The Half Decent Pharmaceutical Chemistry Blog

Maybe, you don't, I'm afraid. But, to tell you the truth, you're in good company. Some books, for instance, still talk about a benzodiazepine receptor, for which they claim that agonist, antagonist and even inverse agonist were found.

But they are wrong or, at least, partly wrong.
Oddly, though, you can't blame them too much for this: their problem is that they are not pharmaceutical chemists or biologists or biochemists.

Otherwise they would perfectly know that there is NOT a receptor full-stop, but an ALLOSTERIC receptor. And that makes a difference.

You cannot have agonists or antagonists, but activators, inhibitors (beta-CCE) and, in this particular context, a sort of neutralizer, which should inhibits the activity of OTHER allosteric modulators.

This last class is tricky to understand and may have caused the misunderstanding.
Oh, and now you're probably thinking it doesn't exist, but, I'm afraid, you're wrong again: Flumazenil is that neutralizer, although it antagonizes the activity of benzodiazepines only. The other modulators (barbiturates, ethanol, opioids and general anesthetics) are unaltered in their activity.

However, the drug has dramatic importance for treating benzodiazepine overdoses and improve the conditions of people suffering from hepatic encephalopathy. On the other hand, in the presence of high concentrations of tricyclic antidepressants, seizures and arrhythmias will precipitate.

Of course, the difference has no clinical, practical utility, but, still, it's something it be considered, in my opinion.

The benzodiazepine receptor was discovered after barbiturates, however.  These drugs were, thus, the first class of sedatives launched on the market.
Like most of the old drugs, barbiturates have a worse toxicological profile than benzodiazepine, but they are still available, especially due to their low cost.

Moreover, there's one thing where old barbiturates beat newer benzodiazepine: anesthesia.
Thiopental and methohexial penetrate brain tissue (better than benzodiazepines) but their remarkable tissue redistribution and the relative absence of respiratory depression make them the better option.

Both drugs are able to induce sedation, anxiolysis, drowsiness, induce or just facilitate sleep. The major difference between barbiturates and benzodiazepines lies in the therapeutic index: benzodiazepines induce anesthesia at much higher dose than barbiturates. Not to mention coma and death: both can kill you, if the dose is so high that the drug depresses either the respiratory and vasomotor centre in the medulla; but the amount of pentobarbital (now used solely as anesthetic) Marilyn Monroe took was less than that she should have swallowed of any benzodiazepine.



Barbiturates are less selective and can depress the action of glutamic acid too. And even nonsynaptic membrane effects.
To sum up, they are stronger but more furious.

So, benzodiazepines: here they come and don't they look proud?

Some of the changes have dramatically improved pharmacokinetics: oxazepam, for instance, reacts with succinic acid and, in the end, we yield its sodium emisuccinate, water soluble.

However, as you can see some things are paramount: benzene and carbonyl must be co-planar, a substituent on the benzene (position 7) increases affinity, the benzene binding to the central structure increases the activity.

Benzodiazepines (and functional congeners) bind to the said site, which is only in type A GABA receptor (the most common). These receptors are in the central nervous system and, once GABA binds to its own site, these chloride channels open, chloride ions cause hyperpolarization:  this results in inhibition.



Another difference between a benzodiazepine and a barbiturate: while the former increases the frequency of the opening of the channel (ONLY IF GABA IS PRESENT), the latter lengthens the opening period.

Clinical use and adverse effect are linked: higher doses exacerbate every therapeutic usefullness (even respiratory depression follows the same pattern). Although they are very often taken to commit suicide (with alcohol), there is tolerance, which occurs frequently.

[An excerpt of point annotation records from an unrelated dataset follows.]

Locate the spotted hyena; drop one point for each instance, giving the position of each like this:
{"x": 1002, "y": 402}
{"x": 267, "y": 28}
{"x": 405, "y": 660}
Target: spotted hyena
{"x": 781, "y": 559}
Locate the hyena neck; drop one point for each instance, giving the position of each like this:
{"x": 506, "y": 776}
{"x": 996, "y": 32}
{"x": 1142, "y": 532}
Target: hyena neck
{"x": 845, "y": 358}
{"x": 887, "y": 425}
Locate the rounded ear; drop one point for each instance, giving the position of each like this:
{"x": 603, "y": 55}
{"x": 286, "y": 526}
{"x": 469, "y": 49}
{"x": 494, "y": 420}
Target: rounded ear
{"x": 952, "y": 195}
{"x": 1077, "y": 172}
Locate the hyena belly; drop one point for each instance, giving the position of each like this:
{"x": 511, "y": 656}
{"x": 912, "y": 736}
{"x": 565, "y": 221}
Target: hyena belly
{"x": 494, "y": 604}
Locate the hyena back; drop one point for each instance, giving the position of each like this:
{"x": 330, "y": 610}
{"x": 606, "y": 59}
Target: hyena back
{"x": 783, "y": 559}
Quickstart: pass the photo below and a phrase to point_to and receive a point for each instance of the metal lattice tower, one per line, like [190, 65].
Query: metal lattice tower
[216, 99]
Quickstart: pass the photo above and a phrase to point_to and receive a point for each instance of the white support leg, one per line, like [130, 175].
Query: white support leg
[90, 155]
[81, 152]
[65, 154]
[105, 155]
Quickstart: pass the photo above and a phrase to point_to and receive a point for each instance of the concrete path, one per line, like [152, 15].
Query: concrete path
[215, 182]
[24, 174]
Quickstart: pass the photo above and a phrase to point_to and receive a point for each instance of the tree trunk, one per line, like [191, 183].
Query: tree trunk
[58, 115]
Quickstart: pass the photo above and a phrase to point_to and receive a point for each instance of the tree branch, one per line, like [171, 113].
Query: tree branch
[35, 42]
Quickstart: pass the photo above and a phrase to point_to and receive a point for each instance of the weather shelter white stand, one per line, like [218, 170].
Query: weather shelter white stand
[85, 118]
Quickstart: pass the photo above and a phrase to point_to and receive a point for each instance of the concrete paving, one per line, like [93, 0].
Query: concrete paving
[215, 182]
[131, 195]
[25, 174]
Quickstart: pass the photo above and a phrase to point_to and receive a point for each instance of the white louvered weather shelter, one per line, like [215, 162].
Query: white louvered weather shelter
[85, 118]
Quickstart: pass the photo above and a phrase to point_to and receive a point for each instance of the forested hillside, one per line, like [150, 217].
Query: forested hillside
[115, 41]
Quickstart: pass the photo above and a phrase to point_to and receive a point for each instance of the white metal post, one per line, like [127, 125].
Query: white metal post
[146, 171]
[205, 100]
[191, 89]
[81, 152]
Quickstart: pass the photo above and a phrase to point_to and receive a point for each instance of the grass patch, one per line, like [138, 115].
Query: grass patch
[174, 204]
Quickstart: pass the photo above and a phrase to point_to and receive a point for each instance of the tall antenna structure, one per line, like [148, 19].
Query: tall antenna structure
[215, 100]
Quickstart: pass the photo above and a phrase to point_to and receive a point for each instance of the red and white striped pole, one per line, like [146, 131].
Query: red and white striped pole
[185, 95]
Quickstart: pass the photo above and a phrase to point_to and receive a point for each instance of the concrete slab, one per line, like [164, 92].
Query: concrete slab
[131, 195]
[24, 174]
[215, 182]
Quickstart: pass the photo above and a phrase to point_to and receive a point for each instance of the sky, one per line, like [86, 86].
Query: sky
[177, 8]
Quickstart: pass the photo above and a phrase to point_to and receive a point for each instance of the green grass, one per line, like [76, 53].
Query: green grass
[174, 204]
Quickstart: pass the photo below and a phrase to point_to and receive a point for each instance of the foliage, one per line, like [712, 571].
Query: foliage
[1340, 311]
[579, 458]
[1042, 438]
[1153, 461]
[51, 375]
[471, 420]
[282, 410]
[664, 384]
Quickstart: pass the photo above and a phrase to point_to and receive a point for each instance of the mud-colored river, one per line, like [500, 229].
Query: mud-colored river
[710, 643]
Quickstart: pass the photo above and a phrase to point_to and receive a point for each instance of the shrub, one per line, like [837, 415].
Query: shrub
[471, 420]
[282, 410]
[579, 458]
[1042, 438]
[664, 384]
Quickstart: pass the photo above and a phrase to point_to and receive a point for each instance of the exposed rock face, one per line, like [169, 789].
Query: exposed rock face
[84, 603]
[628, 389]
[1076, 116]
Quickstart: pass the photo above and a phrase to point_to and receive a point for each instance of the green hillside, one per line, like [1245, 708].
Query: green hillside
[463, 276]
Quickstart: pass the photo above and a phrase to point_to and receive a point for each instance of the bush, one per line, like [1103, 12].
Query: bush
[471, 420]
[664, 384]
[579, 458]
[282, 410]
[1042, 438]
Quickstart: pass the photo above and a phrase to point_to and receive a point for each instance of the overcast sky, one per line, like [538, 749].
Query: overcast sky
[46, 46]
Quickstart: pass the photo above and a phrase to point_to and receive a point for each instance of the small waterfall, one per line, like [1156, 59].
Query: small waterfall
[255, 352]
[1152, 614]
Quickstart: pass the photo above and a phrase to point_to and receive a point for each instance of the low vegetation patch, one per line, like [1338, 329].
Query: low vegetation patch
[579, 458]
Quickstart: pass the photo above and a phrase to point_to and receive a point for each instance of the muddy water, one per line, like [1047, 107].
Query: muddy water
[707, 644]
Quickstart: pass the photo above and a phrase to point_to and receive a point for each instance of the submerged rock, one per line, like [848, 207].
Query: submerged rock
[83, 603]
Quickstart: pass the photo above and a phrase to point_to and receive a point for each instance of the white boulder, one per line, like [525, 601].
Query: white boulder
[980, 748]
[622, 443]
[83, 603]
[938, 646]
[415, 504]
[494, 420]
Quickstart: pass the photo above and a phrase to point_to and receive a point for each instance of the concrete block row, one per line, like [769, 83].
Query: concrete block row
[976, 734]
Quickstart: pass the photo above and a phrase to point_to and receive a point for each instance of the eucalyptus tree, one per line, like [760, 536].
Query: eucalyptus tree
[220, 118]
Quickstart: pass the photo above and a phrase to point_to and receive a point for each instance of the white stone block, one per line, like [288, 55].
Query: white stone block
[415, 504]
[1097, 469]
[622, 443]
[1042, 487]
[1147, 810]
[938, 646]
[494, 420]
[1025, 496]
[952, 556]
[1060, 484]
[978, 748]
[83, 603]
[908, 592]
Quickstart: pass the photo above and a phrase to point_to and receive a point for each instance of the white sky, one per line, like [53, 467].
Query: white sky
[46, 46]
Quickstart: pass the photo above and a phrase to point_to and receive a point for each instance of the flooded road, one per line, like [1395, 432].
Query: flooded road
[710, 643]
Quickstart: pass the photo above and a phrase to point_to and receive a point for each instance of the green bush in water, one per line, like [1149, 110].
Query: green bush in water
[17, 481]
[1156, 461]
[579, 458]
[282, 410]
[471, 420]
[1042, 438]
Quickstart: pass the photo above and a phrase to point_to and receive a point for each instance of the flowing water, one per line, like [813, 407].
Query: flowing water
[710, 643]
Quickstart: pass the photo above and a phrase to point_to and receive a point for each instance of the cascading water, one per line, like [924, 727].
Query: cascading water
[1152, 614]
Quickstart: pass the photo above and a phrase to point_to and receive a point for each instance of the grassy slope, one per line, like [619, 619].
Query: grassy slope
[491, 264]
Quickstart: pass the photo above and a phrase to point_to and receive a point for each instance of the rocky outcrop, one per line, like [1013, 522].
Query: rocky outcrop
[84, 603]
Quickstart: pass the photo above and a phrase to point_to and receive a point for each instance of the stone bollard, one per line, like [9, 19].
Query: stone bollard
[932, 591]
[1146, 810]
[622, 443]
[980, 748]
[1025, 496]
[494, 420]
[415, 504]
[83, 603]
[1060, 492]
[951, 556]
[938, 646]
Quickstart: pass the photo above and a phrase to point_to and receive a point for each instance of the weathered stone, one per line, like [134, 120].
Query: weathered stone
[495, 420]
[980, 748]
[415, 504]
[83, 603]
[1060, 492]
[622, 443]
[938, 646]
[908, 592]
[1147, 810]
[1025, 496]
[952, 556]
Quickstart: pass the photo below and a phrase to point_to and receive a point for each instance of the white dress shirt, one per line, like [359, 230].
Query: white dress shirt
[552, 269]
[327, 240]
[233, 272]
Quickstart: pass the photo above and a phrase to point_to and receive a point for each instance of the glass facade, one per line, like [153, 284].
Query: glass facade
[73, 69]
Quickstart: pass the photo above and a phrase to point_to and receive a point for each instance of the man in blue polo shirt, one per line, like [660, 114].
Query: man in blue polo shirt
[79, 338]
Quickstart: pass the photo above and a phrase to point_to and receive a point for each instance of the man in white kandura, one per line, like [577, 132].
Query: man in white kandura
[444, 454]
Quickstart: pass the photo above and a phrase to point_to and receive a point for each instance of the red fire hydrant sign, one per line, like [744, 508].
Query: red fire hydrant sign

You see, old people take benzodiazepines to sleep. These drugs decrease the time needed to fall asleep, prolong stage 2 NREM, reduce REM sleep and stage 4 NREM.
They take the same substance regularly, forever. After some time, there are metabolic or pharmacodynamic tolerances (or both) reducing the effectiveness.

The dose is self-adjusted by the patient who increases the number of administrations, even because it's experiencing physiologic (anxiety, insomnia, excitability and even convulsions) and phychologic dependence.

Sedation is another effect of both types of drugs. However, in this case, anxiolysis, even at therapeutic dose, is associated with impaired cognitive functions and problems with normal motor activities such as driving.

Only barbiturates are reported to cause adverse effects not related to their clinical use (namely, porphyria).